Question

Give reasons:
(i) $S{O}_2$ is reducing while $Te{O}_2$ is an oxidising agent.
(ii) Nitrogen does not form pentahalide.
(iii) $ICl$ is more reactive than $I_2$.

Answer 1

(i) $S+O_2\to S{O}_2$

Oxidation number of sulphur changes from 0 to +4. Due to presence of d-orbitals (vacant) sulphur can extend its covalency and oxidation states till +6, which is stable in sulphur (eg: $S{F}_6$).

$Te+O_2\to Te{O}_2$

Oxidation number of the changes from 0 to +4. Unlike sulphur, Te cannot show +6 oxidation state as it is highly unstable due to inert pair effect. Therefore, Te can only show a decrease in its oxidation state (it can decrease to -2, +2). Hence, it acts as an oxidising agent.

(ii) Formation of pentahalides requires $s{p}^{3}d$ hybridization of the central atom. This is obtained by the excitement of electron's of the central atom to empty d orbital. Science, nitrogen has no d orbitals, it cannot undergo $s{p}^{3}d$ hybridization and thus cannot form pentahalides.
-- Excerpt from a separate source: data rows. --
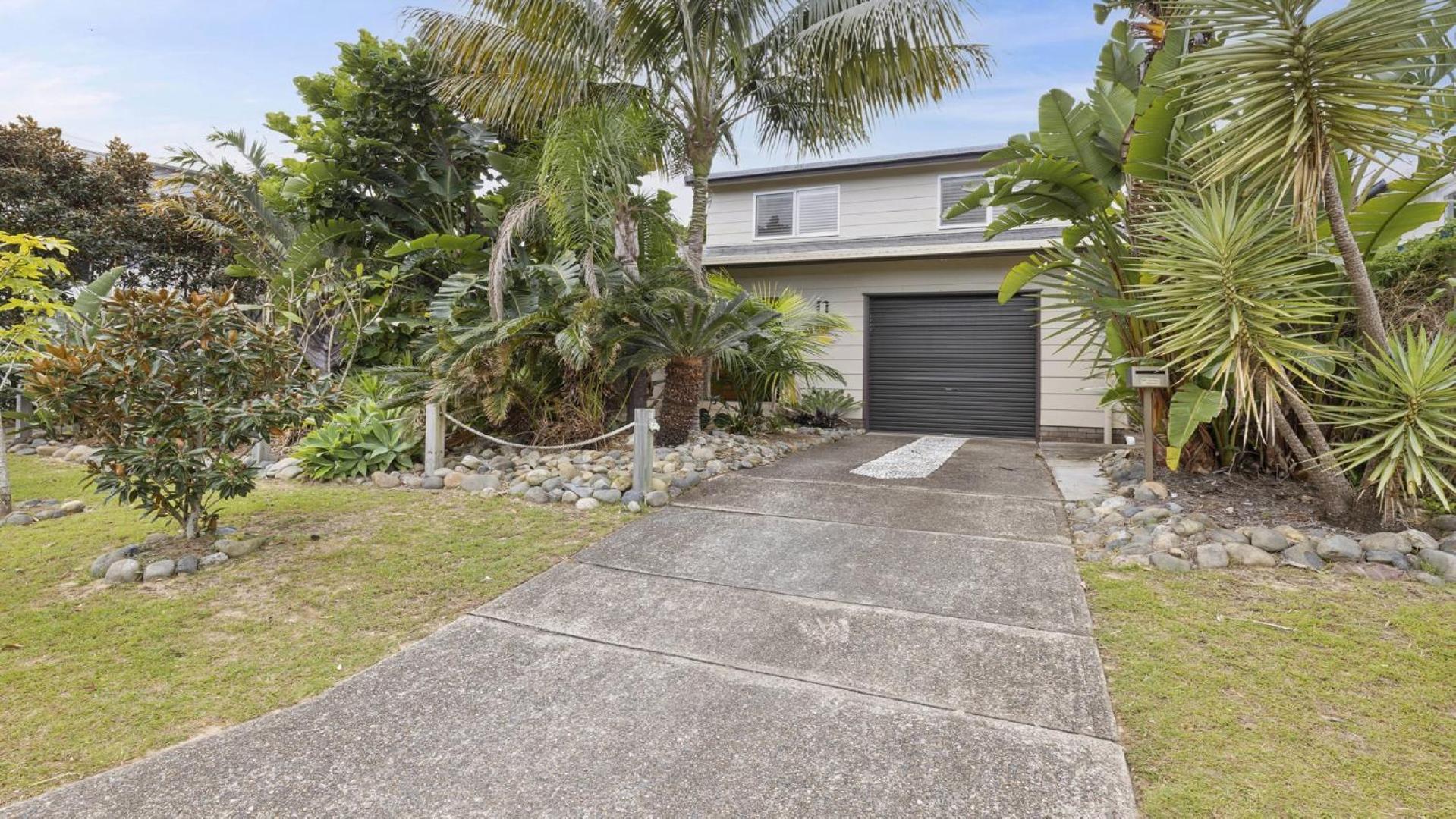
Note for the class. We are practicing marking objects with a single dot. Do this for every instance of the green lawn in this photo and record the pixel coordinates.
(93, 676)
(1280, 694)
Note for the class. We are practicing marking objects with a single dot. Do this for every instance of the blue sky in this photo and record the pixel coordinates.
(163, 73)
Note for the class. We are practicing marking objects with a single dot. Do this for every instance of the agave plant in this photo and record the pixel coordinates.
(684, 335)
(1401, 408)
(772, 364)
(1242, 303)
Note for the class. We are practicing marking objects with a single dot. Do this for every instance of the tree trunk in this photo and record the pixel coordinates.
(1367, 309)
(1324, 472)
(5, 473)
(679, 413)
(698, 223)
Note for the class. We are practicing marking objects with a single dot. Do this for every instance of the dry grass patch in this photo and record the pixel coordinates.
(1280, 693)
(92, 676)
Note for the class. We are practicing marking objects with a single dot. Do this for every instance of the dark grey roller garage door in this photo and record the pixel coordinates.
(952, 364)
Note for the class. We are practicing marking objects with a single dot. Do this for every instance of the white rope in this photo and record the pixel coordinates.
(502, 441)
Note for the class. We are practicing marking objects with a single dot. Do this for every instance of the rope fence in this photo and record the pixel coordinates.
(643, 427)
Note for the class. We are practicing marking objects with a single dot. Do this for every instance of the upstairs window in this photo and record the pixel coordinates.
(811, 212)
(954, 190)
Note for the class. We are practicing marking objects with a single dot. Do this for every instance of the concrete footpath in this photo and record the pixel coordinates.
(795, 642)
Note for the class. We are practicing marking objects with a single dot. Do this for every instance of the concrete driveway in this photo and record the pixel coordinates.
(794, 641)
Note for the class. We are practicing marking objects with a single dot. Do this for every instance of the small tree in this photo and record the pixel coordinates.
(25, 299)
(174, 384)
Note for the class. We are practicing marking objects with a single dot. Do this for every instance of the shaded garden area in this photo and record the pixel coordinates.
(90, 678)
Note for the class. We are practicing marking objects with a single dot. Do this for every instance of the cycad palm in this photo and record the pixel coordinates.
(1294, 86)
(814, 73)
(578, 184)
(683, 335)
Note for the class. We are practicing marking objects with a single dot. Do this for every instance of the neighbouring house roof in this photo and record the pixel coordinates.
(858, 163)
(945, 243)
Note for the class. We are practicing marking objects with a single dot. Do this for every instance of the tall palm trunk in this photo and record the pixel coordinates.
(679, 416)
(1318, 459)
(5, 473)
(625, 242)
(1367, 309)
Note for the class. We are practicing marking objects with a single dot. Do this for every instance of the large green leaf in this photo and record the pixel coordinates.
(1191, 406)
(1162, 69)
(1385, 218)
(90, 299)
(1152, 136)
(1036, 191)
(1121, 58)
(1068, 130)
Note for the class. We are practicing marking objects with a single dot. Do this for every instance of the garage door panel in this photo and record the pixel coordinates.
(955, 364)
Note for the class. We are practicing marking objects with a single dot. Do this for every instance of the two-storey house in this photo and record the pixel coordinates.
(931, 350)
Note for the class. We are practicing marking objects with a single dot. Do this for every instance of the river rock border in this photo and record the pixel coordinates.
(36, 511)
(1140, 524)
(587, 479)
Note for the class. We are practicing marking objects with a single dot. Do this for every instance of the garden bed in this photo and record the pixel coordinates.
(1215, 522)
(592, 478)
(1248, 693)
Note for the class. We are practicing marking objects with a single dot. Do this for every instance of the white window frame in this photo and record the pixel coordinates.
(795, 231)
(939, 213)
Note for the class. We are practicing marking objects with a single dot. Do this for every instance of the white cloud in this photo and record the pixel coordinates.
(53, 93)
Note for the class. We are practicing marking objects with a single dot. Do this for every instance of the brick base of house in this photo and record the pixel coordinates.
(1079, 435)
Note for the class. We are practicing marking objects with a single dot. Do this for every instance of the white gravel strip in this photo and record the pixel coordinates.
(917, 459)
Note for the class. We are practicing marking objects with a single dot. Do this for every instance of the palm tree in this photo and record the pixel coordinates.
(1294, 86)
(1240, 300)
(683, 334)
(578, 185)
(811, 73)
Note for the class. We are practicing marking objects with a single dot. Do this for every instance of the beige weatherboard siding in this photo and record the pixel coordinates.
(887, 237)
(1069, 394)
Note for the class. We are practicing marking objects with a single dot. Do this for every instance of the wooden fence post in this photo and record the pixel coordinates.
(434, 438)
(643, 450)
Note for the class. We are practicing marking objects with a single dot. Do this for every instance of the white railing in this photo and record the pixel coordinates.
(643, 425)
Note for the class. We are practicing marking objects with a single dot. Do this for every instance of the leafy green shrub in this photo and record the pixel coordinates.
(172, 386)
(1417, 283)
(825, 410)
(771, 366)
(357, 441)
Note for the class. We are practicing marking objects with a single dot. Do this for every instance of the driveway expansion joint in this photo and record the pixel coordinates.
(791, 678)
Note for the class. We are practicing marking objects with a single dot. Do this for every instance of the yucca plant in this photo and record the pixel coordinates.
(1297, 82)
(1242, 303)
(772, 366)
(684, 335)
(1401, 408)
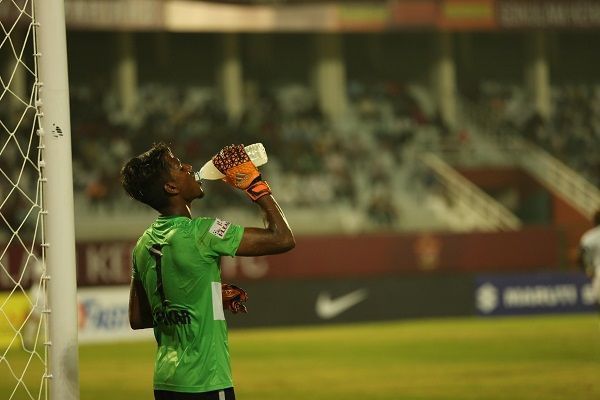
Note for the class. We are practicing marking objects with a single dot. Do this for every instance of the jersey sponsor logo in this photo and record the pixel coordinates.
(219, 228)
(172, 317)
(328, 307)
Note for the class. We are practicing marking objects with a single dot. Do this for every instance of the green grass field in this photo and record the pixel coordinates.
(545, 357)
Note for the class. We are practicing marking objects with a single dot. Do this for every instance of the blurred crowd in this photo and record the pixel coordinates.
(571, 132)
(359, 163)
(312, 162)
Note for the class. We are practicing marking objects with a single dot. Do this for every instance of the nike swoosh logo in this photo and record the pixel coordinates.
(327, 307)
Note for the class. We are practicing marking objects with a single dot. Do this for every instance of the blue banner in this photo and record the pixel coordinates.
(533, 294)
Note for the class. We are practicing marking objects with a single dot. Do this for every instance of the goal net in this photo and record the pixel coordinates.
(26, 340)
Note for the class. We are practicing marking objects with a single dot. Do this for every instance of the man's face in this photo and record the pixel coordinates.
(183, 177)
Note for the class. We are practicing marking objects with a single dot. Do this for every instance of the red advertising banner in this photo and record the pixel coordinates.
(109, 263)
(467, 14)
(415, 13)
(548, 14)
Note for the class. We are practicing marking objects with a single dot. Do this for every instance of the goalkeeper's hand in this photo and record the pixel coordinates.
(234, 298)
(240, 172)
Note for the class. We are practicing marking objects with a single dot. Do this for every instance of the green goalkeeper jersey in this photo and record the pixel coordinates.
(182, 279)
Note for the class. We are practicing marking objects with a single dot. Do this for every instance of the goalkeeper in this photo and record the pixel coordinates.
(176, 282)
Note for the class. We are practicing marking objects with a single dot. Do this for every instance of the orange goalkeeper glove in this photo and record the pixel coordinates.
(240, 172)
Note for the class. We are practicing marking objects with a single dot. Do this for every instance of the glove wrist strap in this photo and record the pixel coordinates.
(257, 190)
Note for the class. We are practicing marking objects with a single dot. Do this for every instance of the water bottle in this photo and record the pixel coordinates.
(256, 152)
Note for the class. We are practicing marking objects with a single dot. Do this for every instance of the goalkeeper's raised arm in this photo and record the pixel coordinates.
(241, 173)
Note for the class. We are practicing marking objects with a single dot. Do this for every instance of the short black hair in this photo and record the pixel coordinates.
(143, 177)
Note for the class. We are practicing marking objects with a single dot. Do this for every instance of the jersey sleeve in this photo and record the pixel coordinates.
(220, 236)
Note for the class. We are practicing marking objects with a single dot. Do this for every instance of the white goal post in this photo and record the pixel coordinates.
(55, 133)
(38, 288)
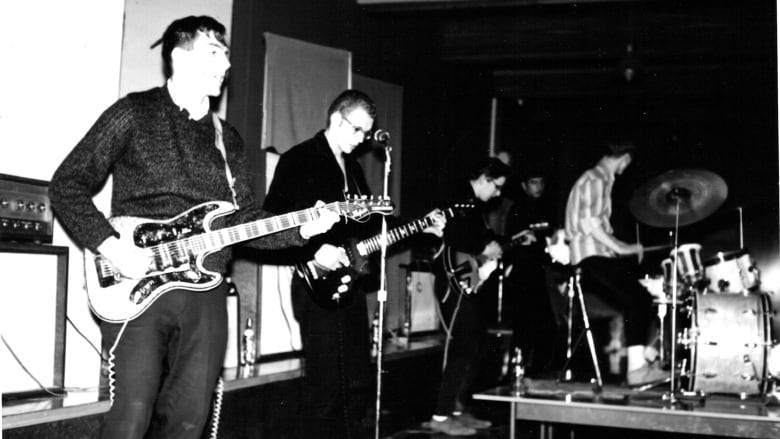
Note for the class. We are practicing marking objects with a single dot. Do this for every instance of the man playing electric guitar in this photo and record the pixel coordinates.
(335, 334)
(334, 283)
(167, 152)
(466, 328)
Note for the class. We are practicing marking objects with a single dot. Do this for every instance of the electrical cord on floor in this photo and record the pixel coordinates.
(217, 408)
(27, 371)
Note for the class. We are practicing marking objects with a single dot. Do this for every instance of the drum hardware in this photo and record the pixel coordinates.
(678, 198)
(727, 342)
(575, 287)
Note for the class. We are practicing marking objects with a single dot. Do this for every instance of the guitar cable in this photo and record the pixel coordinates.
(447, 327)
(111, 365)
(27, 371)
(217, 408)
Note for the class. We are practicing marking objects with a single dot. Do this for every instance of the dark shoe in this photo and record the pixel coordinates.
(468, 420)
(450, 427)
(647, 374)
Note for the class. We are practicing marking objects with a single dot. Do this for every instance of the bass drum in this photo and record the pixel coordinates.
(728, 342)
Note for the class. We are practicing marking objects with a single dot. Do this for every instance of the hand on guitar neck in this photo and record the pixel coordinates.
(331, 258)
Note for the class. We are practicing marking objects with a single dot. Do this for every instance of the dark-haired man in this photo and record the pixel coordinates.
(466, 328)
(167, 153)
(596, 251)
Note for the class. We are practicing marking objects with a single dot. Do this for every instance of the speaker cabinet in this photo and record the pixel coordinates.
(34, 281)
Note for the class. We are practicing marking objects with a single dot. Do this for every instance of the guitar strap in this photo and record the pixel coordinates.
(221, 147)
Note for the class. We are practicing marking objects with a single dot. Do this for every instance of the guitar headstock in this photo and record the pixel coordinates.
(360, 206)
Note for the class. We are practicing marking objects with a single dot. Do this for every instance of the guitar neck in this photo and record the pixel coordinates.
(374, 244)
(221, 238)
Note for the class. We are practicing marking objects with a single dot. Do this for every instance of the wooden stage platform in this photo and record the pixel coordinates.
(550, 403)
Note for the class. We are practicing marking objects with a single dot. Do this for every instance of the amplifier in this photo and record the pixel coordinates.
(25, 210)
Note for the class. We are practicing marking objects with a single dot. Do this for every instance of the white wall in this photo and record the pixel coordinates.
(60, 70)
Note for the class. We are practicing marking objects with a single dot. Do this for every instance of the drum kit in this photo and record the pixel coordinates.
(722, 342)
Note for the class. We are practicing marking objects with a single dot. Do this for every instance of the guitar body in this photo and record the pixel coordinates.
(466, 273)
(175, 249)
(114, 298)
(333, 284)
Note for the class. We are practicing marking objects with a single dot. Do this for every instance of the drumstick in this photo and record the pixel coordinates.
(653, 248)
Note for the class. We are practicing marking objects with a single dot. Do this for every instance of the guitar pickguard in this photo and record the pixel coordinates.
(147, 285)
(188, 224)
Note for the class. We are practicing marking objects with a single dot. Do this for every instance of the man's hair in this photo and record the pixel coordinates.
(492, 168)
(182, 33)
(616, 148)
(348, 100)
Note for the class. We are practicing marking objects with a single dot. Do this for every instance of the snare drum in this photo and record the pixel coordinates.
(733, 272)
(688, 262)
(728, 343)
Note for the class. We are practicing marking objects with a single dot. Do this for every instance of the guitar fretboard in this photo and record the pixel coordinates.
(374, 244)
(217, 239)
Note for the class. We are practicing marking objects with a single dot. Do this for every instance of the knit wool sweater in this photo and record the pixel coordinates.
(162, 163)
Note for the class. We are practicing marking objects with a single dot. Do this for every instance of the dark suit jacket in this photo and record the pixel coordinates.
(308, 172)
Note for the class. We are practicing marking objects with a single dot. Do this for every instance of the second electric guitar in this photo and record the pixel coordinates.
(176, 247)
(333, 284)
(467, 272)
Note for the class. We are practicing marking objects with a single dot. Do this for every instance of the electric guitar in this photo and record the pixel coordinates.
(334, 283)
(176, 248)
(466, 272)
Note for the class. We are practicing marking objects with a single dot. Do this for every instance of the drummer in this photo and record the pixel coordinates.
(597, 252)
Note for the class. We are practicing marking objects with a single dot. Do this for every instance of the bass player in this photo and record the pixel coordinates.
(162, 147)
(464, 324)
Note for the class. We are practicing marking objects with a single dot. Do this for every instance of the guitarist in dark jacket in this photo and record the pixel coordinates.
(466, 331)
(160, 147)
(334, 333)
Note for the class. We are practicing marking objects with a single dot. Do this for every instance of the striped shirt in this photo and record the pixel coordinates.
(589, 207)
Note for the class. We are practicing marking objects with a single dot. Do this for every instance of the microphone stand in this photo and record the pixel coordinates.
(381, 295)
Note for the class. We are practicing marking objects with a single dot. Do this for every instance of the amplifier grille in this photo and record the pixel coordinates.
(25, 210)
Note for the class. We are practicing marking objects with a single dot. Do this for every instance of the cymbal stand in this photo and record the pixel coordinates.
(575, 287)
(500, 299)
(672, 353)
(381, 295)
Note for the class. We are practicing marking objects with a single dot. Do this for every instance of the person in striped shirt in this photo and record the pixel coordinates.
(599, 254)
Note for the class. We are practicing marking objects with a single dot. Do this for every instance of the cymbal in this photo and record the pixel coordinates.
(698, 193)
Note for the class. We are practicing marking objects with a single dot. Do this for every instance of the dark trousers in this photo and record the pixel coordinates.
(467, 346)
(616, 280)
(336, 347)
(167, 363)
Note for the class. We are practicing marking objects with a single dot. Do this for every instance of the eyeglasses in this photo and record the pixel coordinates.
(357, 128)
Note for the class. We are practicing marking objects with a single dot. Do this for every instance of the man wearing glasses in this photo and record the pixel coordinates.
(335, 334)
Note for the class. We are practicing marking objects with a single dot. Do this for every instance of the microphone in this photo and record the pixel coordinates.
(382, 136)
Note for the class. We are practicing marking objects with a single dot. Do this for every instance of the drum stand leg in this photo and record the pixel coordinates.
(576, 288)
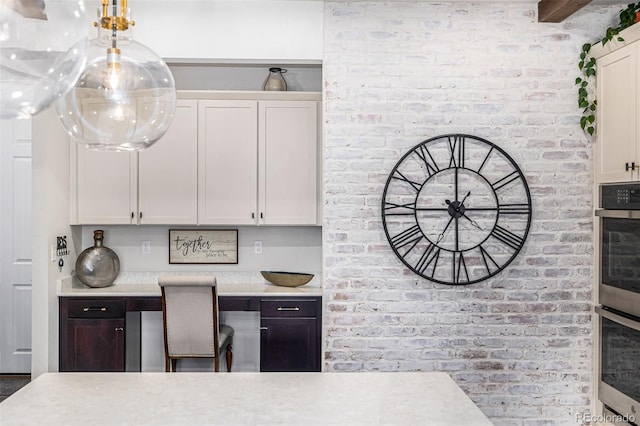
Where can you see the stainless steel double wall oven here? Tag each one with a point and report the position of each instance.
(619, 300)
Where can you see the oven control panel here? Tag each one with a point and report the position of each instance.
(620, 196)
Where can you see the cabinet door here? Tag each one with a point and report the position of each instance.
(288, 344)
(289, 334)
(288, 159)
(618, 124)
(227, 162)
(168, 172)
(103, 186)
(93, 345)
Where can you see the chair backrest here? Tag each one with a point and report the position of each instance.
(190, 315)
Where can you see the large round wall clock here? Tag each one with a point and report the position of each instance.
(456, 209)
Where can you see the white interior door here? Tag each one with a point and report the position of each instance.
(15, 251)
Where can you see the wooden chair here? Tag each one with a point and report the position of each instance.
(190, 320)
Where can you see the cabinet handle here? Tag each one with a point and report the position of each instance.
(91, 309)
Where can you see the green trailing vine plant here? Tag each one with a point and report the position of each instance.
(587, 101)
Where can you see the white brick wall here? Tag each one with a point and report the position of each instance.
(397, 73)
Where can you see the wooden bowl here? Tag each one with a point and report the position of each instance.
(286, 279)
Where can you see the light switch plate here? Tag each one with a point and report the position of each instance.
(146, 247)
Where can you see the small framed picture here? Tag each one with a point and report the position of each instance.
(203, 246)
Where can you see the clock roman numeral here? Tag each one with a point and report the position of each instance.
(393, 209)
(456, 147)
(518, 208)
(505, 180)
(400, 176)
(408, 236)
(427, 159)
(507, 237)
(486, 158)
(486, 258)
(459, 265)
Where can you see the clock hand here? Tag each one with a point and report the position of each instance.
(473, 222)
(459, 205)
(441, 236)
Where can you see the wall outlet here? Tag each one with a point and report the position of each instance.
(146, 247)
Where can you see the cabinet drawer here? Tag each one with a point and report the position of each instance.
(288, 308)
(233, 303)
(92, 308)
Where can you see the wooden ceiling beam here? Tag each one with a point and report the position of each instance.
(558, 10)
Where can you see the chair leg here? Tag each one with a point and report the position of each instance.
(229, 358)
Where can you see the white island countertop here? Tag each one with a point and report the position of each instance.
(146, 285)
(364, 398)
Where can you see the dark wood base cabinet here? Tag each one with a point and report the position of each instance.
(92, 331)
(289, 335)
(92, 335)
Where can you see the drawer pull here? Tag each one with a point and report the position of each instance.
(103, 309)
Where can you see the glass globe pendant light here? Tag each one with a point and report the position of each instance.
(42, 48)
(125, 98)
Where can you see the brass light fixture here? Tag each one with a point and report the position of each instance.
(125, 98)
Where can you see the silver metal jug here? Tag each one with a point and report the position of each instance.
(275, 80)
(97, 266)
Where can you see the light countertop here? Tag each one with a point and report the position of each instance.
(146, 285)
(367, 398)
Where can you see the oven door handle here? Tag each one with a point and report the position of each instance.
(635, 325)
(619, 214)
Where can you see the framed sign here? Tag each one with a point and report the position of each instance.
(203, 246)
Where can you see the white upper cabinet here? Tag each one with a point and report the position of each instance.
(229, 158)
(617, 151)
(168, 172)
(257, 162)
(228, 162)
(103, 186)
(154, 186)
(287, 162)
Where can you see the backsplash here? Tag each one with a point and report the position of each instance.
(293, 249)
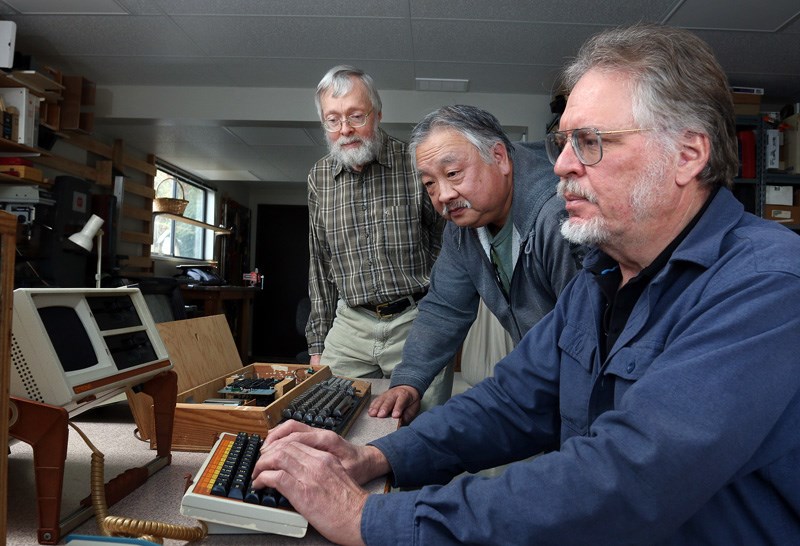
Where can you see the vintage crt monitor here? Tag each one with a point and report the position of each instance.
(72, 347)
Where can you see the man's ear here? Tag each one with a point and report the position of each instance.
(694, 151)
(501, 157)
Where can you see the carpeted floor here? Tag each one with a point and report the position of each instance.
(111, 429)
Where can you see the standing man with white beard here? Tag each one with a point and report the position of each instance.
(373, 237)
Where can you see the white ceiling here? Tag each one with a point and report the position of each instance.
(501, 46)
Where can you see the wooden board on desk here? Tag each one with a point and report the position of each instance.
(204, 355)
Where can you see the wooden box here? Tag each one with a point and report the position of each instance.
(204, 356)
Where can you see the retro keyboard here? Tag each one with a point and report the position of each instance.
(221, 494)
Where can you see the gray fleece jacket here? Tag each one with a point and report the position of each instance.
(463, 273)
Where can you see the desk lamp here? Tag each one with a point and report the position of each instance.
(84, 240)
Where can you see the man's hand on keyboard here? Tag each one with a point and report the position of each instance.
(401, 402)
(315, 479)
(362, 463)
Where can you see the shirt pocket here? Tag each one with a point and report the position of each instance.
(578, 354)
(629, 364)
(400, 231)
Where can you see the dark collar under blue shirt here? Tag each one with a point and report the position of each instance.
(620, 300)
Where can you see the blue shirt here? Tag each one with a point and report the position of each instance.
(698, 443)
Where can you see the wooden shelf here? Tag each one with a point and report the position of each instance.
(217, 230)
(39, 84)
(9, 148)
(16, 180)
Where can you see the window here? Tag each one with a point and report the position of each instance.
(180, 239)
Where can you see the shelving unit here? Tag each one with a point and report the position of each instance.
(752, 191)
(46, 85)
(66, 103)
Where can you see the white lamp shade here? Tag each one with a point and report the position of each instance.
(85, 237)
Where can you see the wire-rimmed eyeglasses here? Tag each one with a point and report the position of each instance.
(353, 120)
(587, 143)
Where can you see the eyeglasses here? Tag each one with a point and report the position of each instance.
(587, 143)
(353, 120)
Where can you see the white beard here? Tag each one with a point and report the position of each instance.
(645, 199)
(355, 158)
(589, 232)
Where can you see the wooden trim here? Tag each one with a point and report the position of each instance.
(68, 166)
(137, 213)
(137, 237)
(139, 189)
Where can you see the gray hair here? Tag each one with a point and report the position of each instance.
(478, 126)
(338, 81)
(677, 86)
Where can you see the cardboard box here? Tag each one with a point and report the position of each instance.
(780, 195)
(746, 104)
(22, 171)
(27, 104)
(783, 214)
(204, 356)
(790, 151)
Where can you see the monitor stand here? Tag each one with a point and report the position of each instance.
(45, 429)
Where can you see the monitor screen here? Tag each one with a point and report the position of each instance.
(71, 346)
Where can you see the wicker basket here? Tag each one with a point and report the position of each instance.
(170, 204)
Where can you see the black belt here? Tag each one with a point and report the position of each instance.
(390, 308)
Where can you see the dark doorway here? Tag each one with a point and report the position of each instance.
(281, 255)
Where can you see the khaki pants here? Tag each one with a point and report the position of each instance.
(359, 344)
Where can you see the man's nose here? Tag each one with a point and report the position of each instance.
(447, 193)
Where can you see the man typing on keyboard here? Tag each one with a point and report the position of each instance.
(662, 392)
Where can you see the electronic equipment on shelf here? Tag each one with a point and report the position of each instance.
(221, 494)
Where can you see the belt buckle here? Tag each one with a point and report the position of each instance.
(379, 312)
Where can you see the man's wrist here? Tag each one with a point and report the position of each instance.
(377, 463)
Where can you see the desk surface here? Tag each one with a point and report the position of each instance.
(111, 429)
(206, 288)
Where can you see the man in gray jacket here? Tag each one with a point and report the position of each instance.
(502, 243)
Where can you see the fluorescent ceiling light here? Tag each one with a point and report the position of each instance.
(226, 175)
(442, 84)
(71, 7)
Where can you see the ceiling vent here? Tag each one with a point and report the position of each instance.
(442, 84)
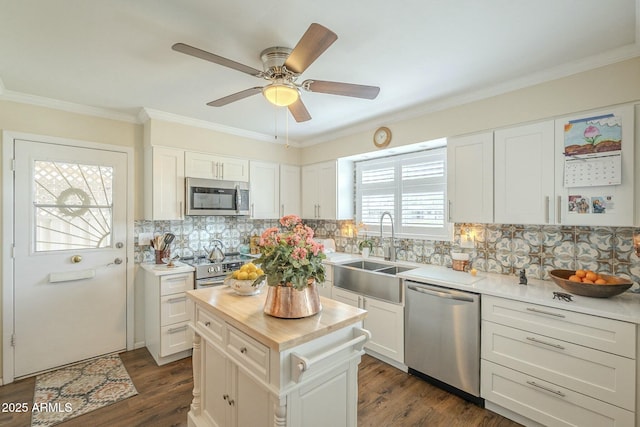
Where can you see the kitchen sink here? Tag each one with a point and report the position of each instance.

(iii) Inter halogen bonds are weaker (it is between two different halogens like ICl) because of its partly ionic character. Due to difference in electronegativities while when same halogens form $X_2$( like $I_2$ ) molecules and they form covalent bonds which are stronger than interhalogen compound and weak bond obviously is more reactive than the stronger bond and that's why $ICl$ is more reactive than $I_2$.